Je me rappelle que ma différence à l’orphelinat gênait mon éducatrice, donc j’étais détestée, surtout par elle qui ne connaissait ni la douceur ni l’art.

Dessiner c’était comme une thérapie pour moi. Depuis, mes dessins ont évolués.

Viennent alors mes 10 ans, début de l’indépendance de la Lituanie, début de ma liberté, fin de l’orphelinat!

1990, je passe le concours pour entrer à l’école Nationale d’art de M. K. Cuirions, et le réussi. Dans les années qui suivirent, j’ai exposée dans quelques galeries à Vilnius et dans d’autres villes de mon pays et ai participé au projet de sculpture pour le musée de Jonas Basanavicius – écrivain..
Les études ont durées jusqu’en 1999 ou j’obtiens mon diplôme de sculpture,

1999, j’entre dans l’académie des beaux-arts. Des études d’architecture… Une sorte de recherche sur mes envies pour aller plus loin dans ma vie… Au final c’est le graphisme que j’utilise jusqu’à présent.
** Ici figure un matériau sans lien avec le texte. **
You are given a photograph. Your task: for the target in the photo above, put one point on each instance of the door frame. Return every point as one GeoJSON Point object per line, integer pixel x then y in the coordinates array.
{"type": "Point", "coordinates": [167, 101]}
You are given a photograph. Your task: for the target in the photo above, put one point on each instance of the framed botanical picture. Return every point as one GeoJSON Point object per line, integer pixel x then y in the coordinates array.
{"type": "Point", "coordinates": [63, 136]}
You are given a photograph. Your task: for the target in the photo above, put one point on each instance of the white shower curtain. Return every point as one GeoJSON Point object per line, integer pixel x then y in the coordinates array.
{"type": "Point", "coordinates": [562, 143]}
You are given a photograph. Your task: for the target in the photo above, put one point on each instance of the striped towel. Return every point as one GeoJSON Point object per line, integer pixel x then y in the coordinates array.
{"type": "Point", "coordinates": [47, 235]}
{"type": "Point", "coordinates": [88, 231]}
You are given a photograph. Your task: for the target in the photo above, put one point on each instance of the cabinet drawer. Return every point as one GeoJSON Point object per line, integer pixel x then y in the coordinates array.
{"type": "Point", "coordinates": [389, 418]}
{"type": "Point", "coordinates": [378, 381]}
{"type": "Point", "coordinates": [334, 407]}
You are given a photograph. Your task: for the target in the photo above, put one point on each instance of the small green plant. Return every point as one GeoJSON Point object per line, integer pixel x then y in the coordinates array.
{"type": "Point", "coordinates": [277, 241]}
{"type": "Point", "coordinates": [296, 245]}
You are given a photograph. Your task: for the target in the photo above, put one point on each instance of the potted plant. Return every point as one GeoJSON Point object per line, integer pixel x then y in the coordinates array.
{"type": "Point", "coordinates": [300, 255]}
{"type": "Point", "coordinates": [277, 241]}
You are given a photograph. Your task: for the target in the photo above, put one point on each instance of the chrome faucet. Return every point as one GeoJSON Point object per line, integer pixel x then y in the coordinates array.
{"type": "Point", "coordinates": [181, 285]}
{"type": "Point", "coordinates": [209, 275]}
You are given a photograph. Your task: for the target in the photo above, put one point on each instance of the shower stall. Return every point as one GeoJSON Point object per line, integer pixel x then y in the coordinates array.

Vers la fin de 2001, je choisie de quitter Vilnius pour Paris, qui m’avait séduit avec son architecture splendide et la tolérance entre les gens.

Avec mon arrivée difficile en France, j’ai eu la chance de rencontrer quelques personnes qui m’ont aidé à me repérer dans ma nouvelle vie. Il y eu aussi quelques “serpents” sur mon chemin.

L’adaptation dure jusqu’en 2005..une étape vide et sombre. Dans les dessins que je  réussi à faire, on peut  ressentir cela… l’encre suit les traces de mes humeurs.

Avec les années je prends confiance en moi. Je reprends mes activités artistiques pour exprimer mes pensées avec des techniques variées, comme la lino gravure, l’encre, l’aquarelle, le pastel, l’acrylique, etc… J’avais l’idée d’étudier l’animation à Paris, mais ma personne ne voulait plus s’agiter. Cependant j’ai travaillé ma manière de peindre ou de dessiner.

Je me libère de mes sentiments profonds restés en moi depuis l’enfance injuste. Les personnages et principalement le CHAT raconte ma vie au quotidien. J’utilise mon milieu que je transforme en quelque chose de magique, comique, doux, festif, foufou.

Je suis aussi allé vers un nouveau style graphique très prononcé. Cette manière de dessiner m’est venu en 2015, en commençant par les portraits. Et comme le portrait était seul dans un blanc infini, j’ai ajouté de petits détails venu de l’environnement de la personne.

Le chat sera toujours présent, c’est moi et mes trois amours (mes deux filles Matilda et Adèle et mon mari Michaël), Le chat est ma propre identification dans toutes mes créations. Je ne sais pas comment il est venu, pour quelle raison, mais je suis certaine qu’il est très bien dans mes dessins avec ses copains hérisson, cigogne ou poisson, des personnages qui présentent mes amis.”

A vous de donner vie à son univers poétique, avec quelques couleurs de votre choix. Des dessins de chats, qui deviennent sous son trait luxuriant des créatures magiques qui voyagent dans les rêves et consolent les enfants de leurs petits tracas et de leurs grands chagrins.